Bike path in Judean Hills outside of JerusalemIsrael is putting a new spin on trips to the Holy Land, with a major investment in bicycle tourism.

Capitalizing on the country's small size and an increasing interest in active travel, the Israeli government decided in 2008 to invest $30 million into its cycling infrastructure, including the development of more than 3,100 miles of bicycle paths primarily in its Galilee and Negev regions and the Judean Hills outside Jerusalem; urban bike-share programs throughout the country; and public trains and buses that accommodate bicycles.

The new trails will be completed over the next five years, but tour operators and travel sellers are already seizing on increased interest from travelers wanting to experience the country's beaches, desert, ancient ruins and holy sites on two wheels while enjoying Israel's Mediterranean climate.

"The potential for cycling tourism to Israel is great and has steadily increased over the past several years," said Haim Gutin, Israel's commissioner for tourism, North and South America. "[It] has contributed to last year's all-time high in tourism to Israel with the arrival of 3.54 million travelers."

Gutin said that already this year, the number of tourists taking advantage of Tel Aviv's new bike-share program and guided cycling expeditions is on the rise, a trend noted by travel sellers and tour companies, as well.

Iris Hami, executive vice president of Philadelphia-based Gil Travel (, said that Gil this year added a scheduled six-day bicycle tour of Northern Israel as demand grew.

Biking at Nahal Pratzim near Mount Sodom"All these active tours are becoming much more popular, especially in the younger segment," Hami said. "We used to do it ad hoc, and then we saw we had more demand, so we began to offer this [cycling] tour."

Hami said cycling is part of an overall trend toward interest in active vacations, particularly among clientele in their 30s and 40s but also with families.
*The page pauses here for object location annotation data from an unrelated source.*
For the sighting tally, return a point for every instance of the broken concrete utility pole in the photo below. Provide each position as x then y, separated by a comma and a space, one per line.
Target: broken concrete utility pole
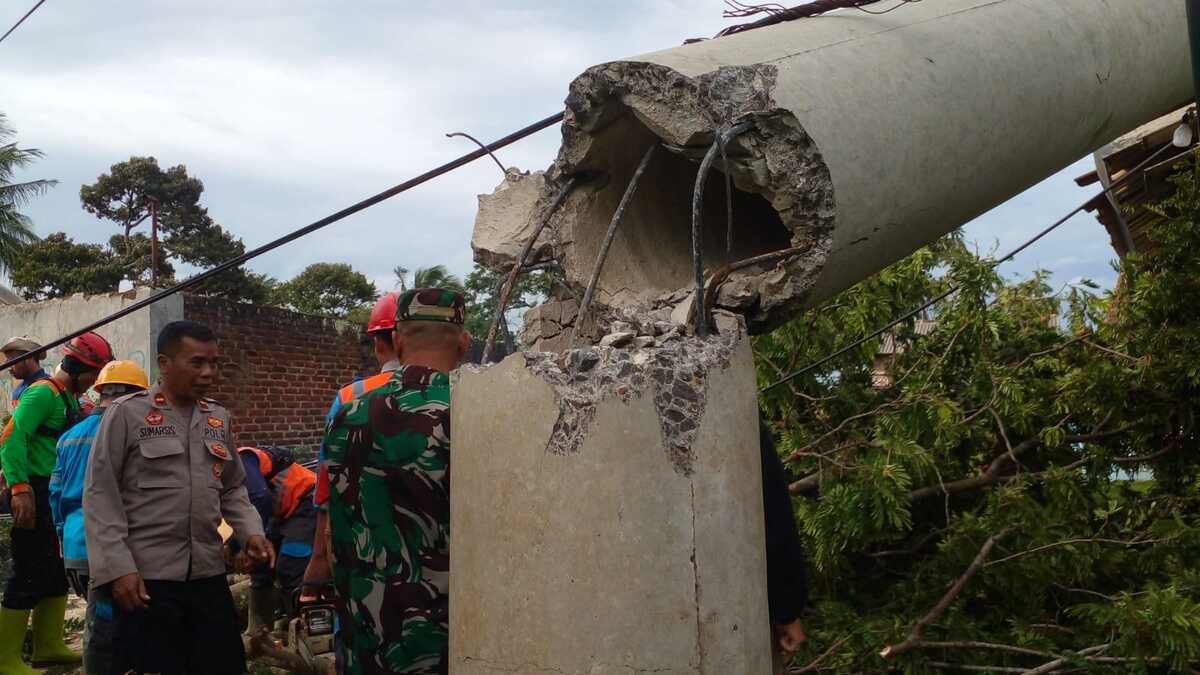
607, 512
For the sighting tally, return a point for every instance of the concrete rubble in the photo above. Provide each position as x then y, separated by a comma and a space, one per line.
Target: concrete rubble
616, 491
871, 136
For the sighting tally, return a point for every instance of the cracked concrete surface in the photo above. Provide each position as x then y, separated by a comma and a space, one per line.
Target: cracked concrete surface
675, 375
609, 543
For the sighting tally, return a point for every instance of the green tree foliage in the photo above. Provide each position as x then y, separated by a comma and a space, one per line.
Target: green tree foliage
57, 267
16, 230
327, 288
187, 233
1025, 487
483, 290
436, 276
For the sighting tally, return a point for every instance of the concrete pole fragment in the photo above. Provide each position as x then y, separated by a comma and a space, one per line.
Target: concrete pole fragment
607, 514
874, 135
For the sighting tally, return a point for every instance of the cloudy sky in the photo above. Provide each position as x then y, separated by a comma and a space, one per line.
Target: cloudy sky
293, 109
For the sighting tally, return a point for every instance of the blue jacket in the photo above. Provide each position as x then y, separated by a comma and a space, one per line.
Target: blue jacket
66, 489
Gil recently introduced a Family Adventure Tour that includes a day of biking around Tel Aviv along with rapelling and hiking.

She said Israel's plethora of bike trails and its size — the country stretches about 260 miles north to south and 85 miles from east to west at its widest point — help make it attractive for cyclists.

"Israel has a lot of biking trails, so it's user-friendly," she said. "It's a small country, so you can cover a lot more ground with a bike in Israel than in some other places."

Amir Rockman, cycling specialist for Gordon Active, a Tel Aviv-based Israel bike tour operator, said that interest in its bike tours has been growing among its mostly American clientele. In the last year, business grew more than 50%, and its daily bike tour business has more than doubled.

Gordon offers guided urban bike tours of Tel Aviv and Jerusalem as well as multiday tours around the country. Rockman said its most popular offering is its one-day Jerusalem tour followed by its day tour of Tel Aviv. Among multiday trips, its 260-mile Jerusalem-to-Eilat route is its most popular tour, followed by the Trans Galilee ride from Tel Aviv to the Galilee and Golan Heights.

Rockman said its daily tours are designed to be "family-oriented" and that riders can even be of below-average physical fitness. On multiday rides, participants cycle three to five hours per day.

Last year, Gordon introduced self-guided cycling programs, enabling participants to go on unguided, custom-crafted routes with the help of a GPS. Gordon handles all logistics, including hotel bookings, transferring luggage between stops and supplying participants with the GPS and a mobile phone.

"And then you're on your own," Rockman said.

Biking near Tel AvivRockman said Gordon is the only company currently offering such tours in Israel, and that it's become its fastest-growing segment. The self-guided tour is about half the price of a standard guided tour.

"You're not with a group or guide, so it's more flexible," he said. "Cyclists don't like to be on anyone else's schedule."

Rockman noted that the infrastructure improvements have made such tours more viable, with improvements such as being able to take bikes on trains and buses helping cyclists to move around the country more comfortably.

For visitors who want to incorporate a day or two of cycling into their Israel trip, day trips of Jerusalem and Tel Aviv cover the highlights of the city. Rockman said Jerusalem is better seen by bike than on tour buses.

"The advantage of the ride is it's full of shortcuts," he said. "I can take you on a bike without going on any busy streets at all. You can go slow, and there's always something interesting to see and talk about."

Tel Aviv's new Tel-o-Fun bike-share program enables visitors to do self-guided cycling tours of the city, using more than 100 pickup points across Tel Aviv. The city's compact size enables visitors to easily explore it by bicycle in one day; for example, one can cycle along the Mediterranean Sea bike path from the northern end of Tel Aviv to its southern Jaffa port in only 15 minutes. In a car or bus, that would normally be impossible due to Tel Aviv's increasing traffic levels.

Gordon and other companies also create tailored bike tours of Israel and can focus specifically on religious sites, archaeological sites or perhaps wine-tasting.